‘An 8 second attention span’: how to help children focus for longer.

Having a shorter attention span than a goldfish is a good media story – but it doesn’t have to apply to our children.

This week I was inspired to write about ‘focus’ because of a rather eccentric article that appeared in The Telegraph. It suggested that the human attention span has reduced so much that a goldfish can now focus for longer. Almost to prove this point, they amusingly posted a picture of a man on a boat looking at his smart phone, missing the whale emerging from the water next to him.

The claim that attention span has reduced to 8 seconds is dangerously close to Ben Goldacre intervention territory. But for parents, focus can be a serious issue. How many times have school reports come back with ‘needs to focus’ or ‘concentration needs to improve’ written on at least one line.

In this age of digital distractions, it’s no wonder that children struggle to concentrate. We as adults certainly do – how many times have we accidently caught ourselves on Facebook when we should have been writing a difficult email, or used Twitter as a way to put off doing the washing up?

For any child with an active imagination the world is a minefield of potential disturbances. The problem is that this is often misinterpreted. In America the instances of diagnoses of ADHD have risen 5% each year since 2011 – in Kentucky alone, 19% of children have been diagnosed with the disorder. Many of these children are being ‘treated’ with drugs.

In most cultures ADHD cases occur in about 5% of a population. But in the USA it is higher mainly due to the fact that the American Psychiatric Association classes fidgeting, a reluctance to do homework, and frequently losing schoolbooks as ADHD.

ADHD is a very real and difficult problem for those who have it – and effective learning measures can be put in place to help those children who struggle with it. But although it may not be as extreme as ADHD, focussing can still be an issue.

Many methods can help your child focus, but as everyone learns, acts, and reacts differently, the strategies will be different for each child. As a tutoring agency we are particularly focussed on this.

But underpinning these strategies are strong methodologies. A few of the key ones are below. Understanding these methodologies can parents to improve their child’s attention & focus, by building effective strategies.

  1. Learning not performance.

 A study by the Institute of Education showed that if children were encouraged to focus on performance in tests then their performance dropped. When the children were pushed to achieve certain scores, they abandoned strategic thinking, persisted with failing strategies, alongside developing a feeling of helplessness.
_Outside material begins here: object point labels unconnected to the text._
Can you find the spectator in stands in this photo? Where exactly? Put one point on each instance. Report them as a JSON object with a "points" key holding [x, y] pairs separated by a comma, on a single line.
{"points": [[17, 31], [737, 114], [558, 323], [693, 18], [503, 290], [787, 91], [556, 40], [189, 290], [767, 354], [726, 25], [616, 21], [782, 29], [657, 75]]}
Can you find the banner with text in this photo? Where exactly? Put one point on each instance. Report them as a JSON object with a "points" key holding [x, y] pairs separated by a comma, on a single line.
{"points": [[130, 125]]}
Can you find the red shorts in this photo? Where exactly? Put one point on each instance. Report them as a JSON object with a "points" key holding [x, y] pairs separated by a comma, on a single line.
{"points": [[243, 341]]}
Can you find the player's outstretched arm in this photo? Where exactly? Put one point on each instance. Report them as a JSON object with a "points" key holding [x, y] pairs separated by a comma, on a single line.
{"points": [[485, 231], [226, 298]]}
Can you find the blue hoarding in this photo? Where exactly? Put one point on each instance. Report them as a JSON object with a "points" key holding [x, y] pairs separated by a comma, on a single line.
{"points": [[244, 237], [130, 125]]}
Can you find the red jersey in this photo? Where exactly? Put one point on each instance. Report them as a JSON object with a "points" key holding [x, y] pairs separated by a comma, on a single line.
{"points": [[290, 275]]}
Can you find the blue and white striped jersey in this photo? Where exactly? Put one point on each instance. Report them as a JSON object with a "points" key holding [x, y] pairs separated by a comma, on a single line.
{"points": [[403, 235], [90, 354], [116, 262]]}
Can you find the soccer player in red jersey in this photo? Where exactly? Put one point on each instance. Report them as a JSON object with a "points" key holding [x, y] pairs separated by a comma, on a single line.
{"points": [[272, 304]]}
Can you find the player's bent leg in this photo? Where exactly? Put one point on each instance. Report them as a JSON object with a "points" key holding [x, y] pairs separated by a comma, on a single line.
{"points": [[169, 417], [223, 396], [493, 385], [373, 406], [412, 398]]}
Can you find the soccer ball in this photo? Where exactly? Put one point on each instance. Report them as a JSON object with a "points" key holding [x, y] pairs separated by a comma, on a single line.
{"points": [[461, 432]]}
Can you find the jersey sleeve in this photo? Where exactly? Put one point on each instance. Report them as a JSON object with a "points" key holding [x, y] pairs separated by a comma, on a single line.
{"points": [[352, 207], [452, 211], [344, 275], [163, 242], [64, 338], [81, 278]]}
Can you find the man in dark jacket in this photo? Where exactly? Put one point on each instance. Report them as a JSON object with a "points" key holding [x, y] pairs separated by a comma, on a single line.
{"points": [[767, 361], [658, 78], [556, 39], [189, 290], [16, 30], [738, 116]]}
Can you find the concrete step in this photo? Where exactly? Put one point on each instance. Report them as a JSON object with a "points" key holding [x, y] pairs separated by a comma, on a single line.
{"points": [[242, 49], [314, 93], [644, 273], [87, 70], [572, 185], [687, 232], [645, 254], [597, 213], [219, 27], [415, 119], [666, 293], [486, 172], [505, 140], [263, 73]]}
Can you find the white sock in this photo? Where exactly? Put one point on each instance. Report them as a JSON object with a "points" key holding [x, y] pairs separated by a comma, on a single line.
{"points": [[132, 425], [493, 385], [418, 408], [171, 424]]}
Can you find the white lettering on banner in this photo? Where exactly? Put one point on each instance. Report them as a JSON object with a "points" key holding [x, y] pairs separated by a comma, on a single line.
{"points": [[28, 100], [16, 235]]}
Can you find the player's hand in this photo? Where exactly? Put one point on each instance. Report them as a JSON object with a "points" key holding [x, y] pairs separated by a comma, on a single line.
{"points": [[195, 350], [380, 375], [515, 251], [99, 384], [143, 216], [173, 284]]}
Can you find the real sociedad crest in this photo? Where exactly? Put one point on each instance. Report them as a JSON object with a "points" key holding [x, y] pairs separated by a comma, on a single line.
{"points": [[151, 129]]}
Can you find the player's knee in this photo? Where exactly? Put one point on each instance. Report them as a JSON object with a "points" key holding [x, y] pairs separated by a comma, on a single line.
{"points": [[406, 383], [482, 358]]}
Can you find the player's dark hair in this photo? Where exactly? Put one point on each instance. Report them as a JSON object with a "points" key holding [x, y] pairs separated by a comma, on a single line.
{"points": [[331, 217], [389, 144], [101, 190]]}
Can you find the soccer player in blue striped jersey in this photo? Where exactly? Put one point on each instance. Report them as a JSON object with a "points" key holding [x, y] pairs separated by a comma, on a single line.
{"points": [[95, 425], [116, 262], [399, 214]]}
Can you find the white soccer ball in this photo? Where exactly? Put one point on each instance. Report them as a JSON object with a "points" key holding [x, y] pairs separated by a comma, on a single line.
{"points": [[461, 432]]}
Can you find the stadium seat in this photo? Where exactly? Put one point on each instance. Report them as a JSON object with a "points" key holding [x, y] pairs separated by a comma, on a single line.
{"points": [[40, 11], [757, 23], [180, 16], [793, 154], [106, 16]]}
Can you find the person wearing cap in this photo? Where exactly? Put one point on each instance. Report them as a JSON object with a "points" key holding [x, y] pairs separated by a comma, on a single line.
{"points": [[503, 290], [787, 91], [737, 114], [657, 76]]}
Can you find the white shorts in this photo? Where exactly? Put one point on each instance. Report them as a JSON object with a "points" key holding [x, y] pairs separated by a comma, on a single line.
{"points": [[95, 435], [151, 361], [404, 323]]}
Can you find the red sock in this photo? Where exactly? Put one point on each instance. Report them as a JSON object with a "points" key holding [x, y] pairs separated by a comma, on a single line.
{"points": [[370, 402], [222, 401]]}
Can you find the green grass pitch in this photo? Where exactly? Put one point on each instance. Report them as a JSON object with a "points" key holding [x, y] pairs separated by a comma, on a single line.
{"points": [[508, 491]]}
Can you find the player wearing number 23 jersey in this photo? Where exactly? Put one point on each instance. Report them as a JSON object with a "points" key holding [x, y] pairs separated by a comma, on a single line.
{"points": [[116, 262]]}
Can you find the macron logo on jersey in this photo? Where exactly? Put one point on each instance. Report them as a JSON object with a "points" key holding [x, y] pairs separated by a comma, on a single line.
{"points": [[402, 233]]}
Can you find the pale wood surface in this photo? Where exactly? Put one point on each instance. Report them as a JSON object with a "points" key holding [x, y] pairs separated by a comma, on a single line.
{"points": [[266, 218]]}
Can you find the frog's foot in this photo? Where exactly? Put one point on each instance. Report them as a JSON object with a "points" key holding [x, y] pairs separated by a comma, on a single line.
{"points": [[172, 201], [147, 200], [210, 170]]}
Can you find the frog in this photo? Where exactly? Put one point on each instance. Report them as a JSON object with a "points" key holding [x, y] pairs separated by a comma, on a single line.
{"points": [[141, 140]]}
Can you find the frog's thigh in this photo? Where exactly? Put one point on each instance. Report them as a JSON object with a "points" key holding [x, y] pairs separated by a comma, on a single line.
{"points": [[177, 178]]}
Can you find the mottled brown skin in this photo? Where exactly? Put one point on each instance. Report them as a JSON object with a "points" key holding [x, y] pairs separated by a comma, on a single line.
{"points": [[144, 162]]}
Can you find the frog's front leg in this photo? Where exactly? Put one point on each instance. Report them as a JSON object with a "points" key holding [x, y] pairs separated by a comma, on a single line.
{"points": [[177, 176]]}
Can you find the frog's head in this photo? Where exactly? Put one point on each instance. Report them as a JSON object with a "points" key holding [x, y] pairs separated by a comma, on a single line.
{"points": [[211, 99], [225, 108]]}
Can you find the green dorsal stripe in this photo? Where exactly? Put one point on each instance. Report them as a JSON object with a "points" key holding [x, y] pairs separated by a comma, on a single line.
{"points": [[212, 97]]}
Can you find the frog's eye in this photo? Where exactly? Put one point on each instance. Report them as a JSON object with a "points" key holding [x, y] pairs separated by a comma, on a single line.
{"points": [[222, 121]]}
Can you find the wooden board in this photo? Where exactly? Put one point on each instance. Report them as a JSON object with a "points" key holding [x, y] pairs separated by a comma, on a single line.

But when children were presented with learning orientated attitudes, their results improved, along with their general behaviour.

A child will feel the pressure of a test or exams, so where a parent can help is by encouraging them to focus on particular learning, and keep their mind engaged. This way focus will improve, as it is not distracted by unnecessary stress.

  1. Practice

It’s been suggested that practice is the key to improving focus. In the same way that one wouldn’t try to run a marathon straight off, expecting a child to focus on revision for 8 hours straight is not going to happen. Building up the lengths of time is a guaranteed way to see results. It’s like a muscle – use improves performance. As a parent, you can use this understanding to help them put effective strategies in place.

  1. Engagement

Often the reason for a lack of focus is because of boredom. This can be for a variety of reasons, including the child being particularly intelligent and disenchanted by the pace, or the topic being presented in a way that just doesn’t interest them. The teachers that we remember from our school days are the ones that engaged us with their subject the best. So working out how a child can be better engaged with a subject or even topic will really improve focus. Learning doesn’t have to be ‘serious’ – if the child is engaged and learning, that’s the result that we should be aiming for.